Here’s what Bob says...
Bob says that "McKie gives you stupid bullshit threats", and then issues stupid bullshit threats to his own squad. He reveals he himself has transferred the contracts of his 12 Edinburgh Test players to a sports management company in the Cayman Islands. "This is how we ring-fence Edinburgh," he said. "An existing company has taken over these contracts, yes." Then Bob tells us that he hasn’t transferred any contracts, but has merely offered the players the chance to have their contracts transferred.
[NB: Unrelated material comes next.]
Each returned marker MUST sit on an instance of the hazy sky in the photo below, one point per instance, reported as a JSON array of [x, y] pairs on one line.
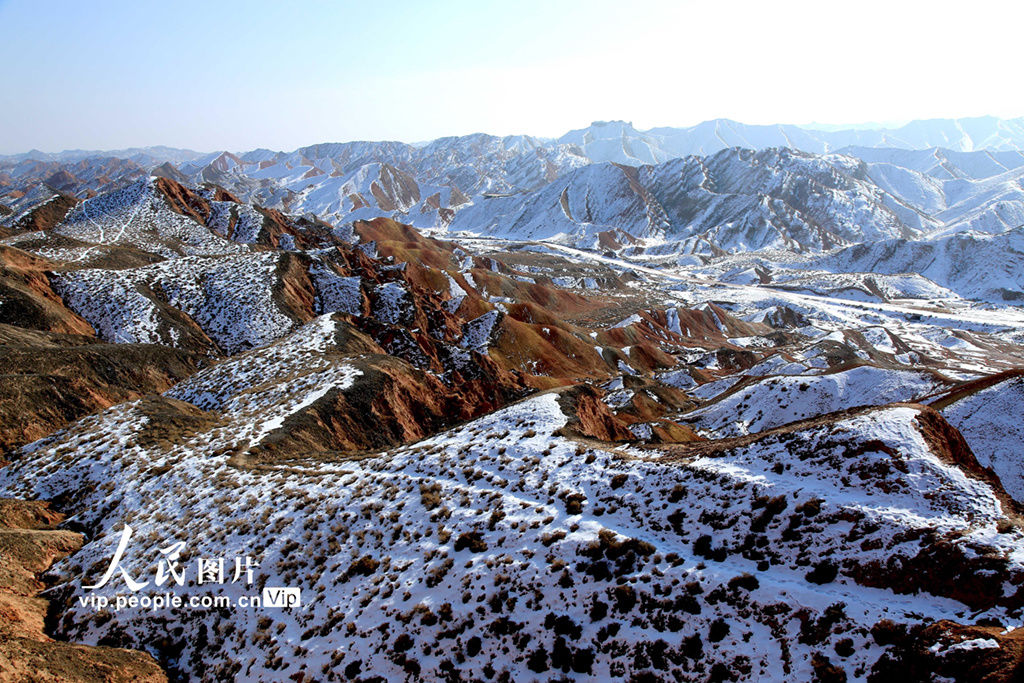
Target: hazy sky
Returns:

Bob also says: "I will not discuss the commercial dispute that is going on", then holds two press conferences at the Caledonian Hotel, issues several statements, discusses the commercial dispute with any journalist who cares to ring him, continues to give them a peek at confidential documents in the commercial dispute (a long-running thing) and then tops it all off by criticising the SRU for not going public with their own version of events.
Bob asks: "Is anybody saying we can’t afford to run the team?" four days after offering: "Our biggest fight now is for survival ... We can’t all be Barcelona. If we’re Stirling Albion, then that’s great."
Bob drops a bombshell: "With great regret I have to say that redundancies are inevitable." Then he says, 24 hours later, there will be no redundancies. Bob blusters when asked to explain himself on that one. Redundancies on Saturday and no redundancies on Sunday. Quite a leap, even by his standards.
Bob says that he’s utterly fed up with the bullying tactics of the SRU, but tells his 12 Scottish international players to get a new club because he can’t afford to pay them any longer. He says if they don’t find other clubs, then they’ll have to go anyway. Still Bob says Stephen Larkham is coming to play for rugby’s equivalent of Stirling Albion.
Bob calls for mediation in the financial dispute, but then tells me that the SRU is "rotten to the core". He says that the SRU is full of "arseholes".
I ask Bob if he’s still prepared to go to court. Bob says yes. "The truth is always the best defence."…
Well. And Mr. Carruthers issuing stupid bullshit threats? Surely not.
19.57 Director Bill has just called from Ireland, where he is recording. As customarily, we have discussed mutual arising interests in the life of the working player. Now, to London to meet the Minx.